Critical items requiring verification:

  1. UI steps (lines 27-31): Verify these steps match the actual v3 UI flow:

    • Open the Advanced section (verified in v3 spec with "group": "advanced")
    • Turn on Disable Final Tables
    • Click Test and save

    ⚠️ These steps were verified through code review but not tested in a live v3 environment.

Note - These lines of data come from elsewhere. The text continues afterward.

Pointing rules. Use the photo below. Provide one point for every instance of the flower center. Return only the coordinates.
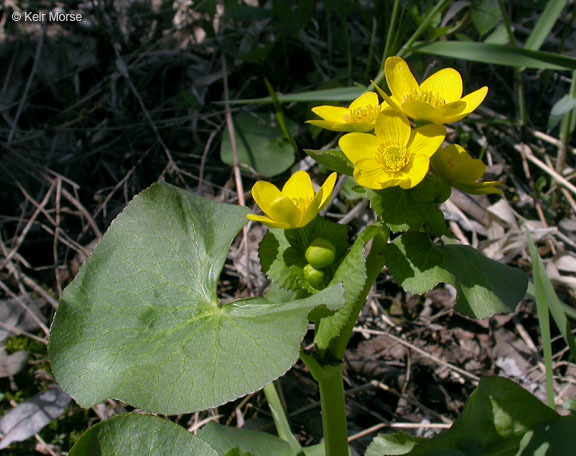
(302, 203)
(366, 114)
(393, 157)
(426, 97)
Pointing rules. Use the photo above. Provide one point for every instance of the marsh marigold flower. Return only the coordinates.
(438, 99)
(396, 155)
(359, 116)
(462, 171)
(295, 205)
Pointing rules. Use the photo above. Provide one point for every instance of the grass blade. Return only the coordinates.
(545, 23)
(544, 295)
(338, 94)
(496, 54)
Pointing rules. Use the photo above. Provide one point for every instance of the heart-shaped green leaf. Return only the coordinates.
(136, 435)
(500, 419)
(141, 322)
(418, 265)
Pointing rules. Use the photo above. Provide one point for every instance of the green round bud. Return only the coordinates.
(313, 276)
(320, 253)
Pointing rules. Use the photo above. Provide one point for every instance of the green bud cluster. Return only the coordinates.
(319, 254)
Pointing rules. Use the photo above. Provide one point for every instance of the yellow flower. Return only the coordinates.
(293, 207)
(462, 171)
(397, 155)
(438, 99)
(359, 116)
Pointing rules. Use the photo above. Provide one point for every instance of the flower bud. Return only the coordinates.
(313, 276)
(320, 253)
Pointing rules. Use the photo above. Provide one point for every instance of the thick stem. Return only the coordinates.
(334, 412)
(334, 425)
(279, 417)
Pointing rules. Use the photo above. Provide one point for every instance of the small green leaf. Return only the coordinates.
(404, 210)
(136, 435)
(392, 444)
(141, 322)
(315, 450)
(260, 144)
(418, 265)
(282, 252)
(550, 438)
(561, 108)
(333, 159)
(352, 274)
(225, 438)
(500, 419)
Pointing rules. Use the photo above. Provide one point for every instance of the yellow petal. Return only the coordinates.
(265, 193)
(332, 113)
(358, 146)
(284, 212)
(392, 126)
(417, 170)
(472, 101)
(311, 212)
(451, 109)
(299, 186)
(343, 127)
(422, 111)
(446, 84)
(266, 221)
(426, 140)
(366, 99)
(325, 191)
(400, 78)
(369, 173)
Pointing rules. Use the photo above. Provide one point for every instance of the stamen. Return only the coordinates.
(302, 203)
(366, 114)
(426, 97)
(393, 157)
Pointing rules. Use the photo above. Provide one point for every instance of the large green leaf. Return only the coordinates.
(484, 286)
(136, 435)
(260, 145)
(497, 54)
(225, 438)
(141, 322)
(499, 419)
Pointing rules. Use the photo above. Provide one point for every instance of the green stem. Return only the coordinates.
(280, 420)
(334, 425)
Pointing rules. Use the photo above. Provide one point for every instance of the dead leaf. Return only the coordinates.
(29, 417)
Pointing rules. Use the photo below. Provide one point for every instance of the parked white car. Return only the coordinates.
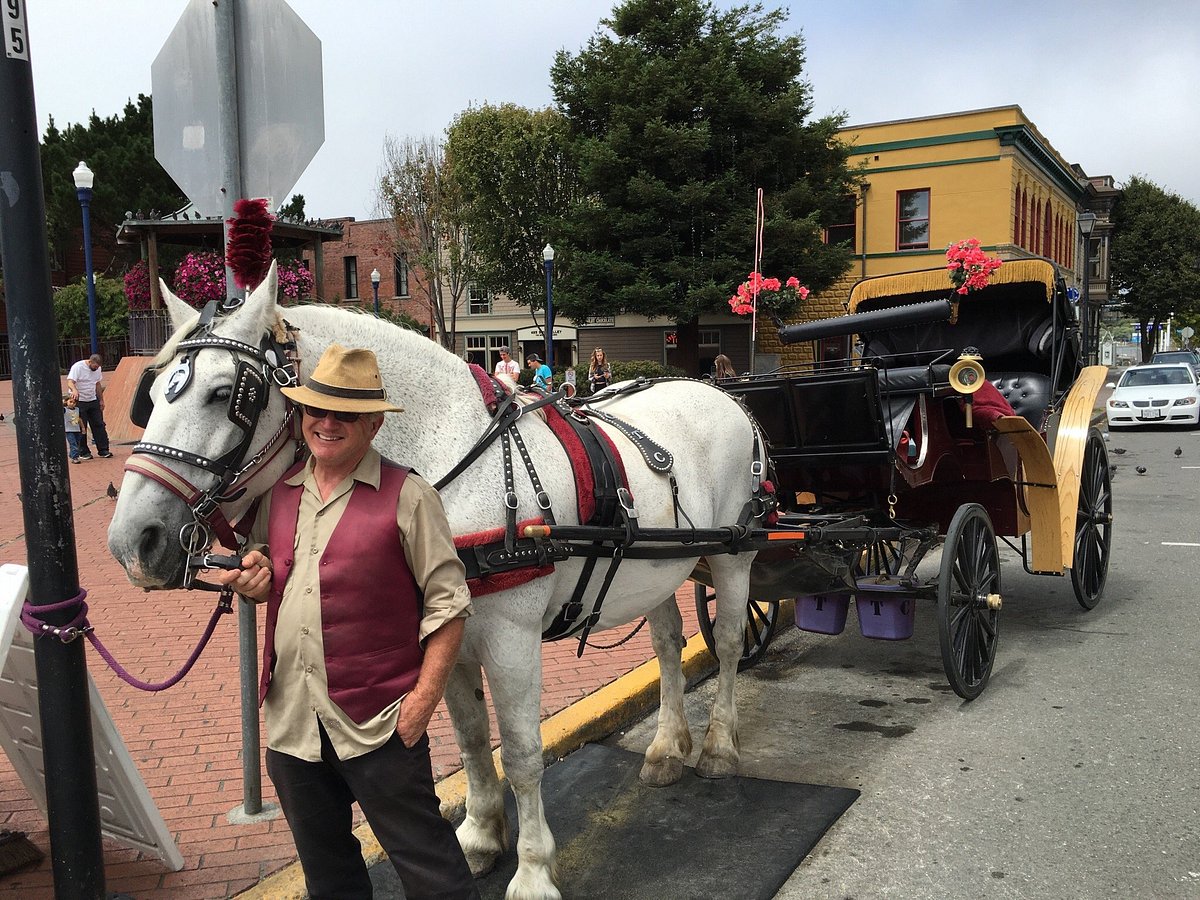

  2. Schema configuration guidance (lines 49-55): Confirm the field names and examples match what users see in the UI:

    • "Schema" field for final tables destination
    • "Airbyte Internal Table Dataset Name" field for raw-only destination
    • Example values (ANALYTICS_V4, AIRBYTE_INTERNAL_RAW)
  3. Raw table naming patterns (lines 73-80): Validate these patterns are accurate:

    • V2/V3: raw_{namespace}__{stream}
    • V4: {namespace}_raw__stream_{stream} (with variable underscores based on longest underscore run)
  4. SQL queries (lines 88-108): Test these Snowflake SQL commands work correctly:

    • SHOW TABLES IN SCHEMA <DATABASE>.<INTERNAL_SCHEMA> LIKE 'RAW\_%';
    • DROP TABLE IF EXISTS <DATABASE>.<INTERNAL_SCHEMA>.<TABLE_NAME>;
  5. Terminology fix (line 77): Confirm airbyte_internal is correctly referred to as a "schema" not a "database" - this is critical for user safety.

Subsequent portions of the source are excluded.